The main focus of retirement is to be totally stress-free and relaxed after years and years of working hard. If you are planning on retiring soon, then read on to know what you should do to get rid of bad credit as soon as possible.
Repairing Your Credit While Still Professionally Active is Easier
Fixing your credit score and report is definitely much easier while you are still working. More often than not, your income will become lower once you retire than when you were still working, which will obviously make credit repair much more difficult, if not impossible. You can always get a part-time job to make credit repair a little more possible, but hey, isn’t the point of retirement being away from work and just relaxing? To put it simply, repairing your credit score and credit report is much easier when you have a bigger income and have more money.

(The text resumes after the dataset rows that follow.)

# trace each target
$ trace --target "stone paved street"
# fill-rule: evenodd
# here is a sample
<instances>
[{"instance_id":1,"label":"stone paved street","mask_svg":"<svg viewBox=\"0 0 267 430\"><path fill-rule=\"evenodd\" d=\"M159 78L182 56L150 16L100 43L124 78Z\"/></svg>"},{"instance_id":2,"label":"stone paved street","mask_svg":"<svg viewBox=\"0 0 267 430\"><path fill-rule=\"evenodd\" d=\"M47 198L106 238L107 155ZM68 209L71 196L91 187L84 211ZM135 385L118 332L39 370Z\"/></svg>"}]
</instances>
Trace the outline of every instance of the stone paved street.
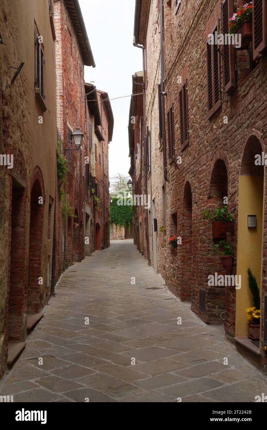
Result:
<instances>
[{"instance_id":1,"label":"stone paved street","mask_svg":"<svg viewBox=\"0 0 267 430\"><path fill-rule=\"evenodd\" d=\"M44 312L1 383L14 402L252 402L266 393L223 328L169 292L132 241L69 268Z\"/></svg>"}]
</instances>

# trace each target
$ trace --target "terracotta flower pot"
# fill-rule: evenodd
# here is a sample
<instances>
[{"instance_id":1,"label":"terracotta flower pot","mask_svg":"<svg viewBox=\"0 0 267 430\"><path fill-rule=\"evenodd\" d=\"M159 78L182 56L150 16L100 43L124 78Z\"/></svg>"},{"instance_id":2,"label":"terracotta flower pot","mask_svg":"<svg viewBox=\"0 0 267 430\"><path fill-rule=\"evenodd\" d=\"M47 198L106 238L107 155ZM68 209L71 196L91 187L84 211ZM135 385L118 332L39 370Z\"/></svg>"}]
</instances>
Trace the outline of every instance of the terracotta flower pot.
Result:
<instances>
[{"instance_id":1,"label":"terracotta flower pot","mask_svg":"<svg viewBox=\"0 0 267 430\"><path fill-rule=\"evenodd\" d=\"M222 267L227 269L233 267L233 257L231 255L220 255Z\"/></svg>"},{"instance_id":2,"label":"terracotta flower pot","mask_svg":"<svg viewBox=\"0 0 267 430\"><path fill-rule=\"evenodd\" d=\"M241 47L240 49L246 49L252 40L252 21L248 20L243 21L237 33L241 34Z\"/></svg>"},{"instance_id":3,"label":"terracotta flower pot","mask_svg":"<svg viewBox=\"0 0 267 430\"><path fill-rule=\"evenodd\" d=\"M234 230L234 221L225 221L222 222L224 231L233 231Z\"/></svg>"},{"instance_id":4,"label":"terracotta flower pot","mask_svg":"<svg viewBox=\"0 0 267 430\"><path fill-rule=\"evenodd\" d=\"M249 322L249 335L248 337L252 341L258 341L260 338L260 324L251 324Z\"/></svg>"}]
</instances>

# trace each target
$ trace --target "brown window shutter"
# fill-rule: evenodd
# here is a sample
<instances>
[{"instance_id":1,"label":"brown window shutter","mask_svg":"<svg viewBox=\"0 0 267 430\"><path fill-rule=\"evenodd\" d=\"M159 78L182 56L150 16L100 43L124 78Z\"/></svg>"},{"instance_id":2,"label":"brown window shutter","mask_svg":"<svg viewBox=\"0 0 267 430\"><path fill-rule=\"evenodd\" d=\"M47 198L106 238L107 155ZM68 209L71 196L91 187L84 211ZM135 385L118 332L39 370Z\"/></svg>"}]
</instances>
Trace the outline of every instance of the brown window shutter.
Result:
<instances>
[{"instance_id":1,"label":"brown window shutter","mask_svg":"<svg viewBox=\"0 0 267 430\"><path fill-rule=\"evenodd\" d=\"M181 147L183 149L188 143L188 100L187 98L187 80L186 80L179 92L179 112Z\"/></svg>"},{"instance_id":2,"label":"brown window shutter","mask_svg":"<svg viewBox=\"0 0 267 430\"><path fill-rule=\"evenodd\" d=\"M180 114L180 132L181 134L181 146L184 144L184 133L183 132L183 90L179 92L179 112Z\"/></svg>"},{"instance_id":3,"label":"brown window shutter","mask_svg":"<svg viewBox=\"0 0 267 430\"><path fill-rule=\"evenodd\" d=\"M167 119L169 158L171 159L174 155L174 125L172 107L167 114Z\"/></svg>"},{"instance_id":4,"label":"brown window shutter","mask_svg":"<svg viewBox=\"0 0 267 430\"><path fill-rule=\"evenodd\" d=\"M140 145L140 129L139 127L135 127L135 153L137 154L137 145Z\"/></svg>"},{"instance_id":5,"label":"brown window shutter","mask_svg":"<svg viewBox=\"0 0 267 430\"><path fill-rule=\"evenodd\" d=\"M207 75L208 111L213 112L212 83L212 59L211 45L207 44Z\"/></svg>"},{"instance_id":6,"label":"brown window shutter","mask_svg":"<svg viewBox=\"0 0 267 430\"><path fill-rule=\"evenodd\" d=\"M234 0L224 0L222 5L222 32L229 33L229 22L234 13ZM236 87L234 48L230 45L222 45L223 86L225 92L230 93Z\"/></svg>"},{"instance_id":7,"label":"brown window shutter","mask_svg":"<svg viewBox=\"0 0 267 430\"><path fill-rule=\"evenodd\" d=\"M171 108L170 114L171 116L171 156L172 157L174 157L174 118L173 110L172 108Z\"/></svg>"},{"instance_id":8,"label":"brown window shutter","mask_svg":"<svg viewBox=\"0 0 267 430\"><path fill-rule=\"evenodd\" d=\"M218 31L219 25L214 28L213 33ZM220 55L217 45L207 44L207 98L208 117L209 118L221 106L222 94L221 86Z\"/></svg>"},{"instance_id":9,"label":"brown window shutter","mask_svg":"<svg viewBox=\"0 0 267 430\"><path fill-rule=\"evenodd\" d=\"M41 80L40 87L41 88L41 95L43 98L45 98L45 89L44 85L45 59L44 58L44 52L42 49L41 49L40 50L40 52L41 55L41 61L40 64L41 68Z\"/></svg>"},{"instance_id":10,"label":"brown window shutter","mask_svg":"<svg viewBox=\"0 0 267 430\"><path fill-rule=\"evenodd\" d=\"M267 47L267 0L252 0L253 60Z\"/></svg>"},{"instance_id":11,"label":"brown window shutter","mask_svg":"<svg viewBox=\"0 0 267 430\"><path fill-rule=\"evenodd\" d=\"M72 131L68 127L68 149L72 149ZM70 167L72 167L72 151L68 151L68 161Z\"/></svg>"},{"instance_id":12,"label":"brown window shutter","mask_svg":"<svg viewBox=\"0 0 267 430\"><path fill-rule=\"evenodd\" d=\"M80 181L81 181L81 149L80 148L80 163L79 166L80 171Z\"/></svg>"},{"instance_id":13,"label":"brown window shutter","mask_svg":"<svg viewBox=\"0 0 267 430\"><path fill-rule=\"evenodd\" d=\"M161 86L160 83L158 85L158 94L159 96L159 139L162 138L162 118L161 110Z\"/></svg>"},{"instance_id":14,"label":"brown window shutter","mask_svg":"<svg viewBox=\"0 0 267 430\"><path fill-rule=\"evenodd\" d=\"M92 135L92 124L89 123L89 147L90 149L93 147L93 138Z\"/></svg>"}]
</instances>

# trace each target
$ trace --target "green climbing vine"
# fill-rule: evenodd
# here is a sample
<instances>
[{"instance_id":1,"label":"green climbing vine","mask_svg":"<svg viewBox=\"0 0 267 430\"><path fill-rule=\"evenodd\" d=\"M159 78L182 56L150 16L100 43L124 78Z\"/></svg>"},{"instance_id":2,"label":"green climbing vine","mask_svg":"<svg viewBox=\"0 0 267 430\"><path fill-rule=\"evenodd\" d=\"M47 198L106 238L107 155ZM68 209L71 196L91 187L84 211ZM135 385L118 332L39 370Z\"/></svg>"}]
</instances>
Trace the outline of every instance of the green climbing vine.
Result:
<instances>
[{"instance_id":1,"label":"green climbing vine","mask_svg":"<svg viewBox=\"0 0 267 430\"><path fill-rule=\"evenodd\" d=\"M124 228L128 224L129 233L131 224L132 223L132 211L131 206L118 206L117 202L120 200L117 197L113 197L109 208L109 219L111 223L114 223L116 227L123 225Z\"/></svg>"}]
</instances>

Insurance Rates Can be Affected
Retirees often rely heavily on insurance, since retiring means limited resources. Bad credit can affect your insurance payments, which means that you would have to pay for expensive premiums. This may include house and auto insurance. Instances such as a traffic citation or an accident can get you in trouble especially if you have poor credit. If they prove it to be your fault, then the chance of having your premium skyrocket is huge.
Downsizing Can be a Problem
As we have mentioned earlier, retiring means having limited regular income. Most retirees opt for downsizing their properties to get rid of huge and expensive bills.
Trading your current car to a cheaper one, moving into a smaller and more affordable house, and refinancing your mortgage can be some of the things that you are looking on doing before retiring. However, with poor credit, these things are not always doable. Having the highest possible credit score will definitely help you get these things done.
Turning to Line of Credit is Not a Good Idea
Emergencies are inevitable, and sometimes, you are just not prepared for it. When this happens, turning to line of credit may be your one and only option. Also, credit lines have a maximum limit, which means that when you go beyond that, there is nothing more the company can do for you. Loaning or borrowing from a credit line is as bad as having debts. How are you going to pay off your loan if you have limited income and resources? We all know that borrowing and not being able to pay for your debts can bring your credit score down, which is especially bad if you are already retired. Thus, this brings us to the conclusion that saving up before retiring is a must.
Your Assets can be Foreclosed by the Bank
If you cannot pay your debts off, chances are the bank will foreclose your properties and take hold of it. If you incurred judgments and collections on your credit report, then the possibility of the bank seizing your properties is huge. Sure, tax-sheltered retirement assets can be excused from these claims, but creditors can target your bank account or any account not related to retirement. Total income garnishment is also possible, depending on the case. Huge debts can make this possible, and of course, you do not want your savings to disappear just like that.
Saving up for retirement and paying off your debts should come hand in hand, and the best time to do this is while you are still young, able, and professionally working. There is nothing more relaxing than being debt-free, and having peace of mind during your retirement is one of the most rewarding feelings ever. Wouldn’t you love to just play with your grandkids every day and not worry about anything else?